This Mouse Legumain overexpression lysate was created in HEK293 Cells and intented for use as a Western blot (WB) positive control. Purification of Legumain protein (Cat: 50051-M07H) from the overexpression lysate was verified.
A DNA sequence encoding the extracellular domain (Val 18-Tyr 435) of mouse LGMN (NP_035305.1) precursor was expressed with a C-terminal polyhistidine tag.

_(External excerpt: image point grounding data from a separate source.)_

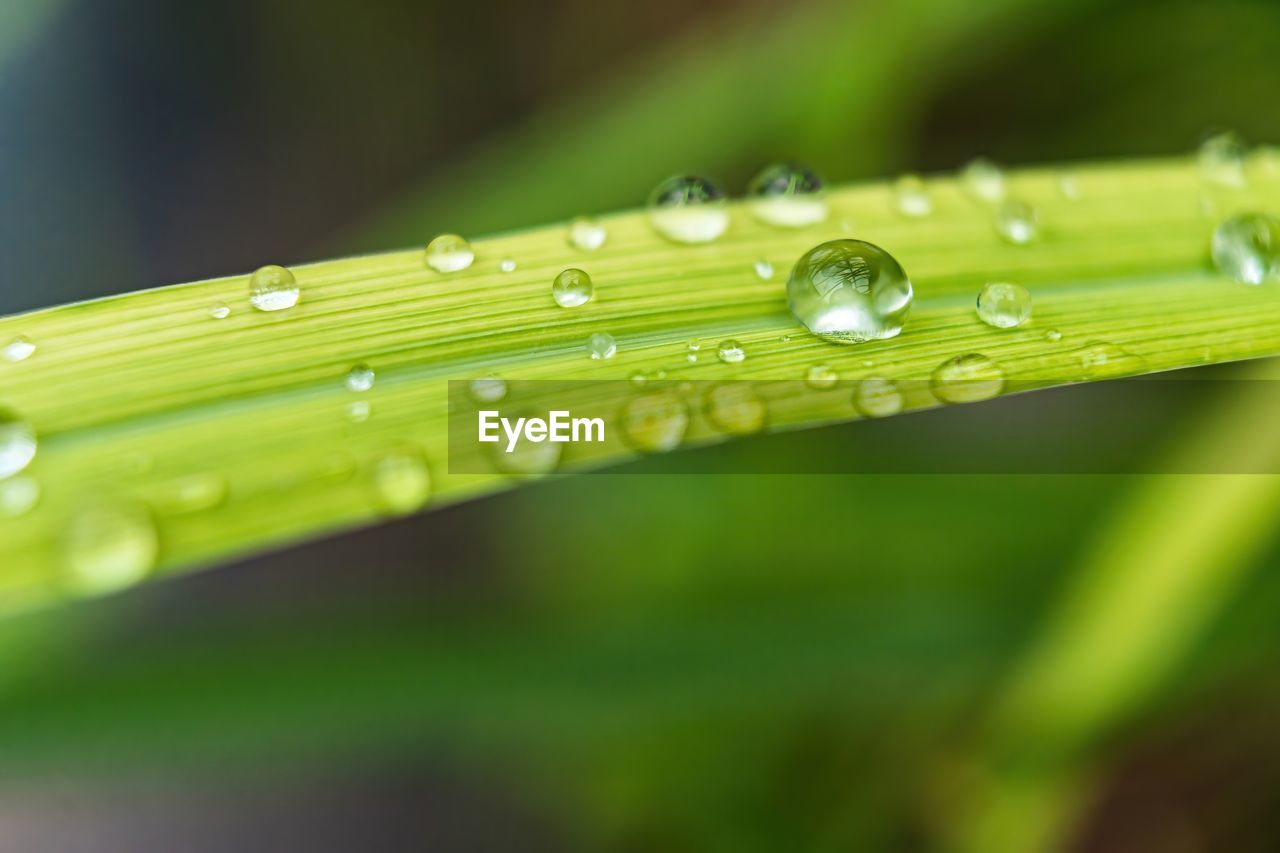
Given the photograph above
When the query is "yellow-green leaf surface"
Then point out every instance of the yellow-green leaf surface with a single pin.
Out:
(236, 434)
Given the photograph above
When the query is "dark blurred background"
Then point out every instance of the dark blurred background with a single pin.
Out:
(641, 662)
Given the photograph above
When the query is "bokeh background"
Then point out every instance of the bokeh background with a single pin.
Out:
(636, 662)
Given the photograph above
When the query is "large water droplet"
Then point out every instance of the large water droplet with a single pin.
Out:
(110, 547)
(850, 291)
(449, 254)
(401, 480)
(967, 378)
(586, 233)
(1004, 305)
(877, 397)
(787, 195)
(983, 179)
(487, 389)
(18, 496)
(912, 197)
(730, 351)
(822, 377)
(1016, 222)
(17, 443)
(654, 422)
(1247, 247)
(571, 288)
(735, 407)
(602, 346)
(1221, 159)
(688, 210)
(360, 378)
(18, 350)
(273, 288)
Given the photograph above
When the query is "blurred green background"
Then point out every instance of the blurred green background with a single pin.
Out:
(638, 662)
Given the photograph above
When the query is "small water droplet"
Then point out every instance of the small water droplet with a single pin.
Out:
(1101, 359)
(18, 350)
(18, 496)
(108, 548)
(735, 407)
(401, 480)
(654, 422)
(967, 378)
(360, 378)
(602, 346)
(786, 195)
(731, 351)
(1069, 185)
(849, 291)
(688, 210)
(571, 288)
(1221, 159)
(983, 179)
(1016, 222)
(488, 389)
(877, 397)
(449, 254)
(822, 377)
(586, 233)
(1004, 305)
(17, 443)
(912, 196)
(1247, 247)
(273, 288)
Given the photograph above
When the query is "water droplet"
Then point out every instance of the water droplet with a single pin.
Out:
(983, 179)
(877, 397)
(17, 443)
(18, 496)
(735, 407)
(488, 389)
(401, 480)
(360, 378)
(912, 197)
(586, 233)
(731, 351)
(688, 210)
(1247, 247)
(786, 195)
(1004, 305)
(110, 547)
(967, 378)
(849, 291)
(1016, 222)
(190, 493)
(1069, 186)
(449, 254)
(602, 345)
(273, 288)
(1101, 359)
(571, 288)
(822, 377)
(654, 422)
(18, 350)
(1221, 159)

The secreted recombinant mouse LGMN consists of 434 amino acids and has a calculated molecular mass of 49.8 kDa. As a result of glycosylation, the recombinant protein migrates as an approximately 55 kDa protein in SDS-PAGE under reducing conditions.
Mouse Legumain HEK293 Overexpression Lysate: 使用指南
Cell lysate was prepared by homogenization of the over-expressed cells in ice-cold modified RIPA Lysis Buffer with cocktail of protease inhibitors (Sigma). Cell debris was removed by centrifugation. Protein concentration was determined by Bradford assay (Bio-Rad protein assay, Microplate Standard assay). The cell lysate was boiled for 5 min in 1 x SDS loading buffer (50 mM Tris-HCl pH 6.8, 12.5% glycerol, 1% sodium dodecylsulfate, 0.01% bromophenol blue) containing 5% b-mercaptoethanol, and lyophilized.
The Mammalian Legumain, also known as LGMN, also called asparaginyl endopeptidase (AEP), is a cysteine protease belonging to peptidase family C13 with strict specificity for hydrolysis of asparaginyl bonds. Known previously only from plants and invertebrates, Legumain is discovered as a lysosomal endopeptidase in mammals. Mammalian Legumain is a cysteine endopeptidase, inhibited by iodoacetamide and maleimides, but unaffected by compound E64. The Mammalian Legumain is involved in the processing of bacterial peptides and endogenous proteins for MHC class II presentation in the lysosomal/endosomal systems. Legumain has been observed to be highly expressed in several types of solid tumors. It was demonstrated in membrane-associated vesicles concentrated at the invadopodia of tumor cells and on cell surfaces where it colocalized with integrins. Legumain was demonstrated to activate progelatinase A. Cells overexpressing Legumain possessed increased migratory and invasive activity in vitro and adopted an invasive and metastatic phenotype in vivo, inferring significance of Legumain in tumor invasion and metastasis. Also, Legumain is expressed in both murine and human atherosclerotic lesions. The macrophage-specific expression of Legumain in vivo and the ability of Legumain to induce chemotaxis of monocytes and endothelial cells in vitro suggest that Legumain may play a functional role in atherogenesis.